A Gmail glitch that took about 10 hours to fix and hit close to 50 percent of the webmail service's users has been fixed, ending one of the longest, most widespread Gmail disruptions in years.

Affected users endured email delivery delays and difficulties downloading attachments due to a still unexplained bug first acknowledged by Google at around 10:30 a.m. U.S. Eastern Time Monday. The company declared it patched at 10 p.m.

On its Google Apps Status site, the company pegged the start of the problem at close to 9 a.m. and its resolution at 6:30 p.m.

On Tuesday, Google offered more details about the cause of the problem and the steps it's taking to prevent it from happening again.

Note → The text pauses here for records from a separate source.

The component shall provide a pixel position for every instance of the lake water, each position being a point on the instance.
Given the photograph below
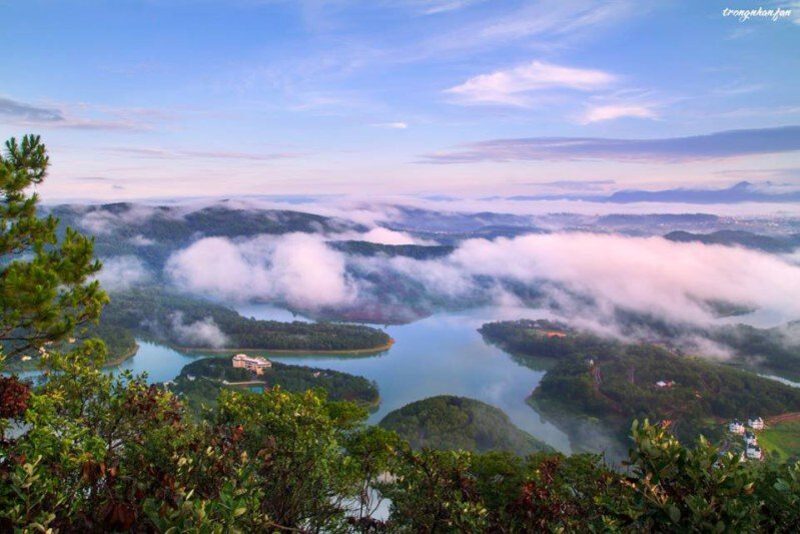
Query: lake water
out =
(443, 354)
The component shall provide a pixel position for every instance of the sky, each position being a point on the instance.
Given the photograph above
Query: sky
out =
(176, 98)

The cause was a "very rare" dual network failure, which brought down two separate, redundant network paths, according to a blog post from Sabrina Farmer, senior site reliability engineering manager for Gmail.

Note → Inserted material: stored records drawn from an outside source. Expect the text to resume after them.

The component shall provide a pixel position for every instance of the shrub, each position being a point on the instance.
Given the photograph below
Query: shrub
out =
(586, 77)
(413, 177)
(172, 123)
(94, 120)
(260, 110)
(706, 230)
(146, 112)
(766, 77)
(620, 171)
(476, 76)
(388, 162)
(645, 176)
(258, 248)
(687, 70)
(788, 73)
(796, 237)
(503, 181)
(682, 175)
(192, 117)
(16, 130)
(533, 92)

"The two network failures were unrelated, but in combination they reduced Gmails capacity to deliver messages to users," she wrote.

Over the next few weeks, Google staffers will work on bulking up network and backup capacity for Gmail, as well as on making Gmail's message delivery more resilient in the event of a network crash, according to Farmer.

"Finally, were updating our internal practices so that we can more quickly and effectively respond to network issues," she wrote.